06 Jun 2018 13:26   Transportasi
Mahasiswa Halut di Sulut Keluhkan Transportasi Laut Rute Tobelo - Manado
Foto Ilustrasi Kapal Laut

Ngopibareng.id, Halut-Kapal KM. Elizabeth III yang biasa menjadi salah satu transportasi laut yang di gunakan masyarakat Halmahera Utara terutama mahasiswa yang berpergian ke kota Manado, pada beberapa bulan ini tidak beroperasi.


Menurut salah satu Mahasiswa, Fian Hayati mengatakan bahwa KM. Elizabeth III tidak beroperasi dari bulan Februari sampai sekarang ini, akibatnya kami selaku mahasiswa merasa kesulitan di saat kehabisan kebutuhan - kebutuhan  dalam kost. 
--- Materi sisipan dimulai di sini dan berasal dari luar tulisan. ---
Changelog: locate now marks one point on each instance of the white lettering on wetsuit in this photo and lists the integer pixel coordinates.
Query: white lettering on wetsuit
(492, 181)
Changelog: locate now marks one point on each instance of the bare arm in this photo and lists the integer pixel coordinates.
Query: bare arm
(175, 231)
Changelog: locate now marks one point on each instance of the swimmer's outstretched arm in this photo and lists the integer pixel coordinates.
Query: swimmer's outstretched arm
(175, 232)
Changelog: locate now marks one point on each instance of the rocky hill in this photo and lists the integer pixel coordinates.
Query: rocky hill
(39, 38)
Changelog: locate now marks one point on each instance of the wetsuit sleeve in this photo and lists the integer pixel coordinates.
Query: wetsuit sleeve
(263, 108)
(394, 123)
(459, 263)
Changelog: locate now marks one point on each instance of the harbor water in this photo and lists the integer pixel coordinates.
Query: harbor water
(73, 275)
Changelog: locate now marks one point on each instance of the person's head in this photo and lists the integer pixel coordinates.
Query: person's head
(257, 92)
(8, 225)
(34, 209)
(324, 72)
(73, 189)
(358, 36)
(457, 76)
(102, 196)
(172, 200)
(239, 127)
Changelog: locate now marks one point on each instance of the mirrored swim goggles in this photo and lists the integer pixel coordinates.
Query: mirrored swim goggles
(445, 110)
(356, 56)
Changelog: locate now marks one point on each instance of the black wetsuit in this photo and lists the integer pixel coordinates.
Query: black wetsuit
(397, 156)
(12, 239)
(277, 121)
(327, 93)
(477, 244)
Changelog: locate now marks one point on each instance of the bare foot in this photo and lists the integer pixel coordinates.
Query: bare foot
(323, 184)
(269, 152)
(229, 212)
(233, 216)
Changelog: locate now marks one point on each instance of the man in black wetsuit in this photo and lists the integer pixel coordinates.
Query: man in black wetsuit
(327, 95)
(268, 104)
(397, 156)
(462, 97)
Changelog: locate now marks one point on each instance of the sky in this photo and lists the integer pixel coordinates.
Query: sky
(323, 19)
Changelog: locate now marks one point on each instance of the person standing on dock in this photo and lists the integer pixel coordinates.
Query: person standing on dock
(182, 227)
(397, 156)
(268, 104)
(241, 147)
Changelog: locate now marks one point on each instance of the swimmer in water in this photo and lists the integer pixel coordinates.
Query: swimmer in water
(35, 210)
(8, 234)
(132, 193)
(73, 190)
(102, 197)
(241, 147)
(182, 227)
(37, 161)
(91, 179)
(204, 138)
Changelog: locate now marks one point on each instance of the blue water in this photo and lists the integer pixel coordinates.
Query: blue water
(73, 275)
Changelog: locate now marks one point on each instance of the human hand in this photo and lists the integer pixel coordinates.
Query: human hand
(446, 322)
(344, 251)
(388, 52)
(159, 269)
"Kami selaku mahasiswa berasal dari Halmahera Utara yang berstudi di Sulut merasa kesulitan, ketika habisnya kebutuhan - kebutuhan dalam kost, misal habis beras. Karena beras biasanya orang tua mengirim beras melalui KM. Elizabeth III tersebut, tapi kini belum beroperasi sehingga kami harus belanja kebutuhan seperti beras di Kios atau pun di mini market terdekat dengan harga yang mahal". Imbuh Fian Hayati yang juga mahasiswa Unima.

Terpisah dari itu, ada salah satu mahasiswa Universitas Sam Ratulangi yaitu, Mutlaben Kapita; Ia juga mengeluh dengan masalah akses transportasi laut antara Tobelo - Manado yang hingga saat ini belum ada kapal yang beroperasi.

Menurutnya, pemerintah daerah Kabupaten Halmahera Utara tidak boleh hanya berpangku tangan dengan masalah ini.

" Pemerintah daerah tidak boleh hanya diam dan berpangku tangan tanpa memberikan solusi perihal akses transportasi laut antara Tobelo - Manado yang hingga saat ini belum beroperasi ". Tutur, Mutlaben Kapita.

Ia melanjutkan, saat ini mahasiswa merasa kesulitaan mengirim barang bahkan sebaliknya orang tua sulit mengirim barang kebutuhan yang diperlukan mahasiswa. Pungkas, Mutlaben Kapita.

"Bukan hanya itu tapi transportasi laut masih menjadi pilihan utama ketimbang transportasi udara (Pesawat) bagi masyarakat pada umumnya terutama mahasiswa ketika berlibur, karena saat ini tiket peswat terbilng mahal. Sehingga perlunya pemerintah daerah memberikan solusi kaitan dengan masalah ini" . Tutup, Mutlaben Kapita yang juga mahasiswa Unsrat itu.